“I shot an arrow in the air, where it lands, I know now where” – I dont know where this quote came from, but I remember doing this when I was a kid. In retrospect, standing in the wide-open and releasing a projectile straight up, only to watch it fall back to earth and embed itself in the ground next to you; is a wonder. And something you should never really admit to.
Straight lines. I have decided not to tempt fate or the temperatures in the low desert by driving poor Ranger Rick through Vegas in mid July. Rather, we are going north through Wyoming and on to Cali through the Sierra Nevadas.
As I ponder the Google map, I can sort of imagine what the pioneers must have seen when first they looked out the windshields of their covered wagons. 1000 miles of straight, all the way to the coast.
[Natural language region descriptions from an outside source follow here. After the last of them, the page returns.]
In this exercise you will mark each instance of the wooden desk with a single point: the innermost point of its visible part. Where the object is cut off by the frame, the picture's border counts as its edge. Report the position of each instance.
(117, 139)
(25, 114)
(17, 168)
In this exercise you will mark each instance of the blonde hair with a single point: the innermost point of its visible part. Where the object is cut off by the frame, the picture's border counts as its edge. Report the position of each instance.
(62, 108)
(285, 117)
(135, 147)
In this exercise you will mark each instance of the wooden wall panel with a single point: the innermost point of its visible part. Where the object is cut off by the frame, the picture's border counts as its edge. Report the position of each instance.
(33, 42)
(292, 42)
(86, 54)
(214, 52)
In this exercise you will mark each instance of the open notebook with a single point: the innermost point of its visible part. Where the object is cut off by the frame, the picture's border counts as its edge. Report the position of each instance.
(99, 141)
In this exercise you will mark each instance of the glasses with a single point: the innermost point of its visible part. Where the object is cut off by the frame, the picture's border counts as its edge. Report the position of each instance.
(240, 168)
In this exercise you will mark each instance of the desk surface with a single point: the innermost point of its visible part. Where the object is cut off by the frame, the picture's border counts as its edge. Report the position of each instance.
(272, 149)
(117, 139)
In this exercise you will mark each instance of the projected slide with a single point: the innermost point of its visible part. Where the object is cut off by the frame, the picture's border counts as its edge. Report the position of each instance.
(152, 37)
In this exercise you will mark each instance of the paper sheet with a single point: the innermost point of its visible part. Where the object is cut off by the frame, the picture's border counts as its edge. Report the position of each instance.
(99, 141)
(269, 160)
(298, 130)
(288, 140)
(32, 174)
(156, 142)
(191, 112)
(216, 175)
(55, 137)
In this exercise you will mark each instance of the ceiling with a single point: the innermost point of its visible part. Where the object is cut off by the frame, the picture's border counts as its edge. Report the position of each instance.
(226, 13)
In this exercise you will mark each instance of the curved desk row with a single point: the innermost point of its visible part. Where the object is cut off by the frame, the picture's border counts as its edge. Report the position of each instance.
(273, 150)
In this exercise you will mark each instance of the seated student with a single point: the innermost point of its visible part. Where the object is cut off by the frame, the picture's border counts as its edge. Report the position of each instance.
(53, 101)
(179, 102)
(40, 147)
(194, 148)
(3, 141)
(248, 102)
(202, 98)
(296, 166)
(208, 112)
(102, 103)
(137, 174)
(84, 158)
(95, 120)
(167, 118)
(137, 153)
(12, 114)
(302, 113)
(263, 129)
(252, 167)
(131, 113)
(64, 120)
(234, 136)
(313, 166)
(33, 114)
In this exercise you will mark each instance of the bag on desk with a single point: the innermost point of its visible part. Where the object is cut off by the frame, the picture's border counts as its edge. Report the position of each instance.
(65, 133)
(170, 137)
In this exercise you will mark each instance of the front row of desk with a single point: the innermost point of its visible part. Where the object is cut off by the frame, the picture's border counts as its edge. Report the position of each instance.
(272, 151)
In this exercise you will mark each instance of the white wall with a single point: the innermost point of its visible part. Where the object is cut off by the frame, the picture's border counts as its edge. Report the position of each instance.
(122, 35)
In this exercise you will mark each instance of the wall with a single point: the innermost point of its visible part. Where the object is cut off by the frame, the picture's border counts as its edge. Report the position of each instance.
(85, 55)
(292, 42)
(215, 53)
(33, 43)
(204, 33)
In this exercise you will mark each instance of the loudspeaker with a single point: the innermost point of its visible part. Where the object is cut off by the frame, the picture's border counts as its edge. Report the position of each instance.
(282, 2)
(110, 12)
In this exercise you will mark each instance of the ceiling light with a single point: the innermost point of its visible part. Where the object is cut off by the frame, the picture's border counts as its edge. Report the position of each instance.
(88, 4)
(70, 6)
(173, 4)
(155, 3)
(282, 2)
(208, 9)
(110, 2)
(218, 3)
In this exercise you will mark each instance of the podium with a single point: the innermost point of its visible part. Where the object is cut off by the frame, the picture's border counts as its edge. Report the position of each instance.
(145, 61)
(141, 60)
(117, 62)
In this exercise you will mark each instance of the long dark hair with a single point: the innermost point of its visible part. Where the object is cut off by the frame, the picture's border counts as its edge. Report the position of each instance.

And all on one interstate. Sheesh.
I shot an Arrow into the air
It fell to earth I know not where,
For so swiftly it flew, the sight
Could not follow it in its flight.
I breath’d a Song into the air
It fell to earth, I know not where.
For who has sight so keen and strong
That it can follow the flight of a song?
Long, long afterward in an oak
I found the Arrow still unbroke;
And the Song from begining to end
I found again in the heart of a friend.
- Henry Wadsworth Longfellow, 1946
It was actually a blowgun, and the darts landed upon the roof of your neighbor.